Difficile de douter de la culpabilité d’Henri Girard, jeune homme de bonne famille qu’on retrouve dans le château de sa tante, un matin d’octobre 1941, à côté des corps de son père, de sa tante et de la domestique massacrés à coups de serpe.
D’abord le lieu du crime, où tous quatre avaient passé la nuit, était hermétiquement fermé, ensuite le jeune Henri - qui avait emprunté la serpe aux métayers du domaine deux jours avant les faits - était connu pour ses sautes d’humeur et ses folles dépenses. Il sera pourtant acquitté après les délibérations éclair d’un jury complètement retourné par le grand avocat parisien Maurice Garçon, vieil ami du père trucidé.
Une deuxième vie
Quand s’ouvre enfin le retentissant et fumeux "procès d’Escoire" (du nom du château proche de Périgueux où ont eu lieu les trois homicides), le suspect aura passé dix-neuf mois en prison, une épreuve qui l’a définitivement transformé: c’est un homme amer et physiquement délabré qui sera libéré en mars 1943.
Dénoncer l'hypocrisie
Henri Girard dilapide en quelques années l’héritage familial, quitte la France en 1947 pour le Venezuela et sillonne l’Amérique latine pendant trois ans avant de revenir en 1950 sous le pseudonyme de Georges Arnaud, le nom de jeune fille de sa mère, morte quand il était enfant.
C’est à lui qu’on doit le roman dont est tiré "Le Salaire de la Peur" réalisé par Henri-Georges Clouzot en 1952. Foncièrement rebelle, Georges Arnaud consacre le reste de sa vie (il est mort en 1987) à dénoncer l’injustice et l’hypocrisie.
Un bon gars, finalement.
Portrait en creux
Cédant à l’insistance d’un copain qui n’est autre que le petit-fils d’Henri Girard/Georges Arnaud, Philippe Jaenada s’engage sans conviction dans l’exploration d’un destin qui lui apparaît comme "une erreur judiciaire de plus". Il lui faudra s’immerger dans les milliers de pages du dossier pour changer d’avis et, tout en se gardant bien de lui imposer ses propres conclusions, donner au lecteur le sentiment d’une terrible malchance.

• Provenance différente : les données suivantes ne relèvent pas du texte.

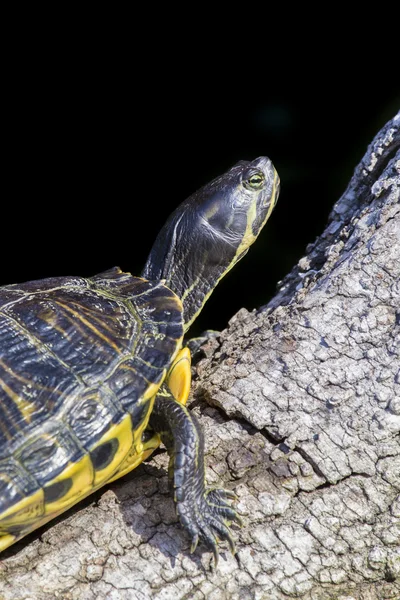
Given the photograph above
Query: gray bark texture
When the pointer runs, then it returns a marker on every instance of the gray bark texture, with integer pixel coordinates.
(300, 403)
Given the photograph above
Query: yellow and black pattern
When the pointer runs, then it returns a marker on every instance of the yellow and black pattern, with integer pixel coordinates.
(80, 363)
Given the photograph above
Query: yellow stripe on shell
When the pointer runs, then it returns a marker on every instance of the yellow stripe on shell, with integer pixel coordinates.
(121, 431)
(248, 239)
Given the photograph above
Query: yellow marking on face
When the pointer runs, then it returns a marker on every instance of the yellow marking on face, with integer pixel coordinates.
(6, 541)
(179, 376)
(121, 431)
(25, 407)
(90, 326)
(249, 238)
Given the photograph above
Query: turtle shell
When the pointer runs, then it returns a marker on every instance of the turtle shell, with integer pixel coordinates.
(80, 363)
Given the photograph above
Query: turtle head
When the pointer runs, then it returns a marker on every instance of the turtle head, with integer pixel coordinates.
(211, 231)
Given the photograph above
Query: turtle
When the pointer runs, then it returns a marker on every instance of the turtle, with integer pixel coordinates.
(95, 372)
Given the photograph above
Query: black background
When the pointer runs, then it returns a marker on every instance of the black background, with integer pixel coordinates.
(99, 152)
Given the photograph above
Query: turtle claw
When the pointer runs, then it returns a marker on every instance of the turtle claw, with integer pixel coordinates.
(208, 521)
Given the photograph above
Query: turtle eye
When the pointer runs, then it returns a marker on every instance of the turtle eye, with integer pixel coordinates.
(254, 180)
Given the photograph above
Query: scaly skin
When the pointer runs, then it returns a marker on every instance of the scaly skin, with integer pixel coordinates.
(203, 512)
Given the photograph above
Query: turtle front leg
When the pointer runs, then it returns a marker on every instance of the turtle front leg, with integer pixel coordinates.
(204, 512)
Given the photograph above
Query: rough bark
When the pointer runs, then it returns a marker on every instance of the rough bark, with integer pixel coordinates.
(300, 402)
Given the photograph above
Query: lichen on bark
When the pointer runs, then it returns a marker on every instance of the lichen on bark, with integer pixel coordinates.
(300, 403)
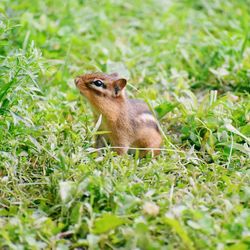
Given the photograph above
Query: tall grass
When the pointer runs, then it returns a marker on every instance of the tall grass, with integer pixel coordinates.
(189, 60)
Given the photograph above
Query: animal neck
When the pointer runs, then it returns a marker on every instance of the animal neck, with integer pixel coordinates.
(112, 110)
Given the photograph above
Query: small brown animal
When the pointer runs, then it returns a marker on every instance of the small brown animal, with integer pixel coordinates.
(129, 121)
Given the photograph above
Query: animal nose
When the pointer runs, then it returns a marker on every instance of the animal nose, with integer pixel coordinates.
(77, 80)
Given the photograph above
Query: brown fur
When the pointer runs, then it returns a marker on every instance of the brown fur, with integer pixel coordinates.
(129, 122)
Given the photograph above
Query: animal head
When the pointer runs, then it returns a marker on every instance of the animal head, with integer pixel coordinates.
(101, 86)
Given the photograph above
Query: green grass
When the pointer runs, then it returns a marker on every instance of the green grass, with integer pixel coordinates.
(190, 60)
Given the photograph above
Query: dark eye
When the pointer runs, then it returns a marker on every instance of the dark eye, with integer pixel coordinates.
(98, 83)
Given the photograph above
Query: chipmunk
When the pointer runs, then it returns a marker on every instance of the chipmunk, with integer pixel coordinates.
(129, 121)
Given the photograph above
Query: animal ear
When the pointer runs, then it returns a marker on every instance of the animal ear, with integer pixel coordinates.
(119, 85)
(114, 74)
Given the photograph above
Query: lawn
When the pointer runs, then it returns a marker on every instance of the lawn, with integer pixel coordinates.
(189, 60)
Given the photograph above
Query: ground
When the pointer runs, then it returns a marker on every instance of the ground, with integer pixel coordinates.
(189, 60)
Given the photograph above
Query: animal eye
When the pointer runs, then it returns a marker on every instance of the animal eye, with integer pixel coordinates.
(98, 83)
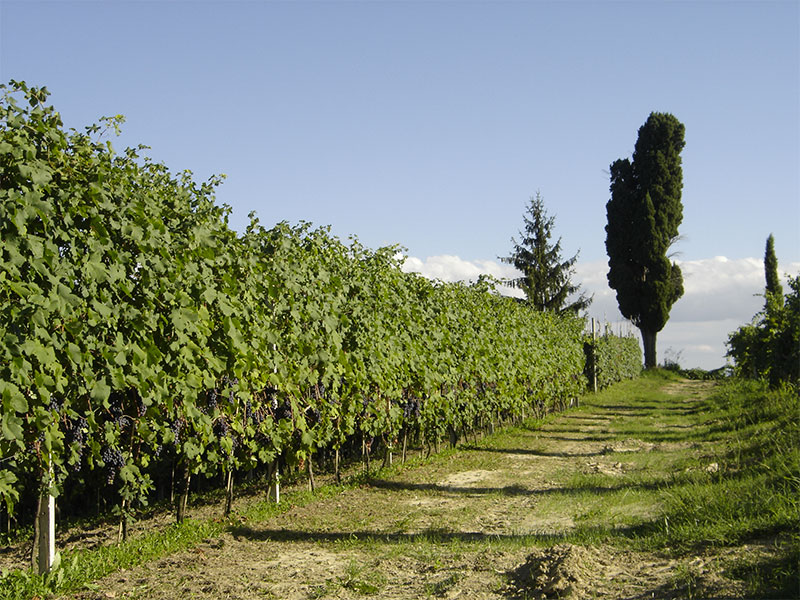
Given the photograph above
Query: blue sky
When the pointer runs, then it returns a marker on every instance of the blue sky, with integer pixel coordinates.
(430, 124)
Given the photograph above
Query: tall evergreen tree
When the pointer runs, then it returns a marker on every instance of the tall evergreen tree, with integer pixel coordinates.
(774, 288)
(546, 279)
(644, 213)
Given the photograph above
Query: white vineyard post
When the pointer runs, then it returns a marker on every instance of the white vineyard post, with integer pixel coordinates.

"Quelle malchance !", s’exclame justement l’un des personnages du Club des Cinq, un livre qui traîne dans le restaurant où Jaenada dîne en famille: cette phrase constitue l’incipit de "La Serpe".
Ce n’est pas rien la jeunesse d’âme. La gaieté, l’énergie, l’insouciance et la facilité, le bon temps de l’aventure, des sandwiches et des cartes Michelin
L’épluchage des innombrables dépositions, rapports de police et minutes du procès fait ressortir la négligence consternante qui caractérise l’instruction du "crime d’Escoire".
Outre les approximations et les contradictions troublantes qu’il constate, Philippe Jaenada découvre dans la correspondance affectueuse entre Henri Girard et son père un sérieux motif de remettre en cause ce procès.
L’art de la digression
D’autant que l’auteur ne cache pas l’amour infini qu’il porte à son fils Ernest, sur lequel il se montre intarissable, à la fois pour son plaisir et pour alléger le poids d’une enquête qu’il mène avec autant de minutie que d’effroi.
C’est que Philippe Jaenada ouvre de très larges parenthèses - de plusieurs pages, parfois - sur des moments cocasses et tendres de sa propre vie, des échanges captés dans des bistrots, des anecdotes rapportées par des copains ou des lectures marquantes.
Sans ces lueurs de poésie ou ces traits d’humour dont Jaenada nous gratifie généreusement, la lecture de "La Serpe" serait accablante. C’est donc bien à regret qu’on referme le livre sur un adieu que l’auteur emprunte à nouveau aux jeunes héros du Club des cinq: "Au revoir, oncle Henri, au revoir!".